Completions
Generate completions based on the provided prompt and parameters.
post
https://example.forefront.link
Create completion
Generate a new completion for the provided prompts and parameters. Asterisk (*) indicates a required field.
Parameters
Header
Authorization*
String
Bearer <YOUR_MODEL_KEY>
Model keys can be found in Settings -> API Keys
Body
prompt*
String
The prompt to generate a completion for.
max_tokens
Integer
The maximum number of tokens to generate in the completion. The token count of your prompt plus
max_tokens
cannot exceed 2048 tokens.temperature
Number
Temperature controls the randomness of the generated text. A value of 1 makes the model take the most risks and use a lot of creativity.
Between 0 and 1.
We generally recommend altering this or Top-P but not both.
top_p
Number
Controls diversity via nucleus sampling: 0.5 means half of all likelihood-weighted options are considered.
Between 0 and 1.
We generally recommend altering this or temperature but not both.
top_k
Integer
Sorting by probability and zero-ing out the probabilities for anything below the k'th token. A lower value improves quality by removing the tail and making it less likely to go off topic.
Between 1 to 50,400. No default.
repetition_penalty
Number
How much to penalize new tokens based on their existing frequency in the text so far, decreasing the model's likelihood to repeat the same line verbatim.

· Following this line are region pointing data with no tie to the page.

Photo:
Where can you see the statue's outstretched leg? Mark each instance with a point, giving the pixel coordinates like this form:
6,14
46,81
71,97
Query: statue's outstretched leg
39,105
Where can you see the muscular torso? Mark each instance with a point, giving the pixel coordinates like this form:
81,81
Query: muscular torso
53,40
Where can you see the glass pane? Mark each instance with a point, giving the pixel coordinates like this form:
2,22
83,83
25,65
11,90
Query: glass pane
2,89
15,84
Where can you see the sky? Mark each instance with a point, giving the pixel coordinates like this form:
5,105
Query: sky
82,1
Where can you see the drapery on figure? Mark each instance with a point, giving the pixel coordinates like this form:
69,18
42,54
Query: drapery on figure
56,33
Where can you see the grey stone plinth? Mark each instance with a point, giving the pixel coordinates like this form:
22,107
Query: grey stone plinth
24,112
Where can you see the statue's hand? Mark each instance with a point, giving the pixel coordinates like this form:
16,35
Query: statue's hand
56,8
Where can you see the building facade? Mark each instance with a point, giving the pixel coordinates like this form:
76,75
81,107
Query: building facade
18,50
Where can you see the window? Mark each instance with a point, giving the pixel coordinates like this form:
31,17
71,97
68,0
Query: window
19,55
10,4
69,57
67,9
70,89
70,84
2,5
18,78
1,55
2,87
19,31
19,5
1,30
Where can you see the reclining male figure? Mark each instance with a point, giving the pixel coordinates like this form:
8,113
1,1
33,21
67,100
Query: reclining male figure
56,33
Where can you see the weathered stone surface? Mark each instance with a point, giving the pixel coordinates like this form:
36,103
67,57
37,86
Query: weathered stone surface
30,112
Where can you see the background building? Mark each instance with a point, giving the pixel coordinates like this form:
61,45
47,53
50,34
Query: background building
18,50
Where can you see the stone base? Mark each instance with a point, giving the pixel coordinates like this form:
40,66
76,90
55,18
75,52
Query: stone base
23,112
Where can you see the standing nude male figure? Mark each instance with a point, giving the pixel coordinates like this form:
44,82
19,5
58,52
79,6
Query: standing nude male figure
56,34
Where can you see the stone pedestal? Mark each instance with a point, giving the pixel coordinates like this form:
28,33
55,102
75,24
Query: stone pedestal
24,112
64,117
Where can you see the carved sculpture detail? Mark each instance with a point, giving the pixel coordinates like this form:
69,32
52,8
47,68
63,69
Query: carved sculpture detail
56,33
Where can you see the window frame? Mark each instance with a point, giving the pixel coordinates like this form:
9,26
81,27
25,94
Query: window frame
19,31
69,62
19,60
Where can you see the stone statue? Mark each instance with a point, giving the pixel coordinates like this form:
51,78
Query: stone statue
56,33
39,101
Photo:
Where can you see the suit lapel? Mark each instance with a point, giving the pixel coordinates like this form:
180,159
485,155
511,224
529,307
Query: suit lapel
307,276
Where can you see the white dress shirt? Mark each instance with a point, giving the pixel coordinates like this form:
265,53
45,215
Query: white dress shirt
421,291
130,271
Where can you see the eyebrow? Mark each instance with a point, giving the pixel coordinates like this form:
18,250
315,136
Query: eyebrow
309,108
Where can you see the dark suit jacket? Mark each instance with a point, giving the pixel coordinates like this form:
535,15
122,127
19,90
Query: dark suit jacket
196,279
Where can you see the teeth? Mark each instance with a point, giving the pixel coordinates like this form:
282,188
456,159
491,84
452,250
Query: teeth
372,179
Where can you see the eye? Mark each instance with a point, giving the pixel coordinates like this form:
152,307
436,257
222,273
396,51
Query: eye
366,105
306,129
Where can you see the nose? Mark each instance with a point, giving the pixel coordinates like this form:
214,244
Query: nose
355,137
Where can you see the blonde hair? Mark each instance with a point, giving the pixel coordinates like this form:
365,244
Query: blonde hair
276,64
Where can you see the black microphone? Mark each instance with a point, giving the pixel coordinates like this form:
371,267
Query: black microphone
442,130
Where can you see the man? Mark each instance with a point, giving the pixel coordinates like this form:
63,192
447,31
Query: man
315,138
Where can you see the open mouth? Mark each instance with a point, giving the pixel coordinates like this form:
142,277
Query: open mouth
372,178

Any float greater than 1. No default. 1 - 1.3 is recommended for most tasks.
stop
Array of strings
Sequences where the API will stop generating further tokens. The completion will not contain the stop sequence.
Array should contain strings.
n
Integer
How many completions to generate for the given prompt.
Because this parameter generates many completions, use carefully and ensure that you have reasonable settings for
length
and stop_sequences
.
Defaults to 1.echo
Boolean
Set to True if you want the response to return your prompt with the completion.
Defaults to False.
bad_words
Array of strings
Provide an array of strings where each string will not be generated by the model. Remember to be explicit with the strings (capitalization, punctuation, etc).
logit_bias
Map
Modify the likelihood of specified tokens appearing in the completion.
Defaults to null.
Accepts a json object that maps tokens (specified by the first word in a string or a token ID in the GPT tokenizer) to an associated bias value. Values between -1 and 1 should decrease or increase likelihood of selection; values like -100 or 100 should result in a ban or exclusive selection of the relevant token.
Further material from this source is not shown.